Here's a little bit of wisdom for today- Two heads are better than one.
And here's another- there are no two-headed giants in the world. Not anywhere outside of natural history museums, anyway. Two-headedness simply did not provide any evolutionary advantage over one-headedness. What is interesting is that the adage originates from the village of Triskelion, where three-headed ogres reside.
Rather than describing the benefits of cooperating, the original meaning of the saying instead alludes to the unique advantages of three-headedness (and indirectly, why two-headedness does not). For those unfamiliar with three-headed ogres, three-headed ogres are large humanoids with three heads, but otherwise have one body (if oversized) and the same pairs of appendages as any other humanoid. Each head of the ogre sustains an individual mind thinking independently of the other two. The question everyone is asking is, with three heads and one body, what dictates how the body acts?
The answer is somewhat complicated, but it goes like this: Each day, two of the three heads are randomly selected to serve as proposers, where the selected heads would individually propose actions to undertake. The remaining head would act as an arbiter, and would choose which action to adopt at any point of time. In this fashion, the actions of the three-headed ogre evolve from a fused consensus of its three heads.

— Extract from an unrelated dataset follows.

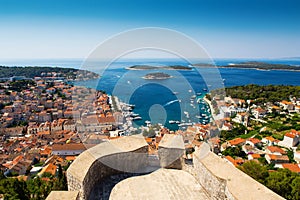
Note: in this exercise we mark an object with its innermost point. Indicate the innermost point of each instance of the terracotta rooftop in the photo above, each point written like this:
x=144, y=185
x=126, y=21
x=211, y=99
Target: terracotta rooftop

The advantage of this three-headed decision process is a moderation of excessive or reckless behaviors. Implicitly, any action must be supported by at least two heads. Indeed, two heads prove to be better than one.
What about our now extinct two-headed giants? We might speculate that with only two heads, it would be impossible to resolve disagreement between the two, or that one head would naturally be dominant. Without any surviving members of the species, it is difficult to make any supported conclusions.